Monrovia, Liberia, 1990: A rebel army has taken over the city. Six missionaries, determined to maintain their proselyting efforts, continue to share their message of hope despite the conflict that surrounds them. But after months of escalating violence, the missionaries, led by Elder Menti (Michael Attram), turn to local church member Phillip Abubakar (Henry Adofo) to help them flee the country. Their destination: Freetown, Sierra Leone.
Reaching Freetown will not be easy. The airport has shut down, power and water have been shut off, and food and fuel are scarce. Menti, together with the other missionaries in the district, convince Abubakar to pack the missionaries into an old Toyota Corolla, and get as far as they can. A few of the obstacles facing the fleeing missionaries include a 30-plus hour trip over muddy, uneven dirt roads, hardly any food and limited fuel. Additionally, they must make their way through seemingly endless rebel checkpoints where the unpredictable rebels are determined to find and eliminate members of the Krahn tribe, one of which is travelling with the missionaries.
My review: This movie was written and directed by Garrett Batty (The Saratov Approach) and produced by Adam Abel (Saints and Soldiers), both movies that I'm a fan of. I had high expectations from them, and I wasn't disappointed.
I'll begin with the cinematography, which was incredible. They filmed on location in Ghana, using a mostly Ghanian crew (including the actors), and it shows. I think only natives could have shown such love for the beauty of their country while also showing the poverty that rules much of West Africa. With the added layer of the rebel soldiers, it's impossible not to become immersed in the scenery and feel like you're right there beside the missionaries as they try to get to safety. I think it's fantastic that they shot this with natural light, the brightness of the sun a stark contrast to the darkness of war and horror that surrounds them. It makes the violence feel that much more real.
The music was also really great, feeling so organic to the setting and situations that it's almost unnoticeable, which to me is the indication of a composer who knows what he's doing.
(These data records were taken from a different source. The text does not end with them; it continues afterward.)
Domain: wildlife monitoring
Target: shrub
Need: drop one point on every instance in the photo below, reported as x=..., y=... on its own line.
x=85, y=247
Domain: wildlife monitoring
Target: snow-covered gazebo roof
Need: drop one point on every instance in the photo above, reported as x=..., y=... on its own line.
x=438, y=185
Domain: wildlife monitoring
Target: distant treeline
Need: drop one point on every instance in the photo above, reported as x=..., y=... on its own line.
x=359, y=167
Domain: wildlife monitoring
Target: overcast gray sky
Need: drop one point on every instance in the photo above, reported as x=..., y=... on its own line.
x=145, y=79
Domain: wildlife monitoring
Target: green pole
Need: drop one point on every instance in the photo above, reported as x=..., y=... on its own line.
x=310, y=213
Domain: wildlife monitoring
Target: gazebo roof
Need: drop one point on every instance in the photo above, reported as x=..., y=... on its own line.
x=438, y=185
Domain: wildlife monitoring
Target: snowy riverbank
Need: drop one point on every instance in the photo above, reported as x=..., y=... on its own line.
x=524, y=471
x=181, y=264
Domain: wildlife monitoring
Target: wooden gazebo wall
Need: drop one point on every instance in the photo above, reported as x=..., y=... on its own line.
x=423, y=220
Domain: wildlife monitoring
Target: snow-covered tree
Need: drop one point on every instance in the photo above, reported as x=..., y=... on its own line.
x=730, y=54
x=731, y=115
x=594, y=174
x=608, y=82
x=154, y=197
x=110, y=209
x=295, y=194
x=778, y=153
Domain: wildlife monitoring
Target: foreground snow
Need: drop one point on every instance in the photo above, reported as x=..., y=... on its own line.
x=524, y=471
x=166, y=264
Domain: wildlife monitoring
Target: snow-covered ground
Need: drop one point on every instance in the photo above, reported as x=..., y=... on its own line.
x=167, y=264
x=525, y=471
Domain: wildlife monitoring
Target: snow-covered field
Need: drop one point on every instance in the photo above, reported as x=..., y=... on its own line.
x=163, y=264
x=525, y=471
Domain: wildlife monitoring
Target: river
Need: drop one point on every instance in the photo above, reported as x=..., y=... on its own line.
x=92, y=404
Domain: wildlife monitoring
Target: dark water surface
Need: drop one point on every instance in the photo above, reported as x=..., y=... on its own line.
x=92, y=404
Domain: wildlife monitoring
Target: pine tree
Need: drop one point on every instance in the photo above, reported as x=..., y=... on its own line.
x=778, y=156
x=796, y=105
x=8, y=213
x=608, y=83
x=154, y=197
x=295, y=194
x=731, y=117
The fact that these seven men reached Freetown in such an old car, passing through the roads and checkpoints required, with barely enough food and water to sustain them is a miracle. The movie only shows them passing a few checkpoints when in reality they had to pass over 50 of them. One of the best things about this movie is that they don't feel the need to shove it down your throat that you're watching these miracles, they just organically let them happen and believe you're smart enough to figure it out on your own.
The movie has enough positivity and humor to keep it from feeling to depressing. At one of the checkpoints, when it didn't seem they'd be allowed to pass, one of the missionaries begins preaching and they're quickly waved through as the guard doesn't want to listen to it. The missionary's knowing smile as they pass is golden.
At one point one missionary is explaining to another that he should be brave and lie about who he is in order to not be shot. The other says, "Is it brave just to try to live?" For me, I'd probably say "Yes!" but for this missionary it felt like the lie would be the bigger burden, so he tells the truth. I won't tell you what happens when he does, but suffice it to say I was shamed by my immediate response.
I highly recommend a viewing of this movie. The events happened 25 years ago, but nothing that happened feels dated. It could be happening right this minute somewhere else in the world, and to me, that's as current as it gets.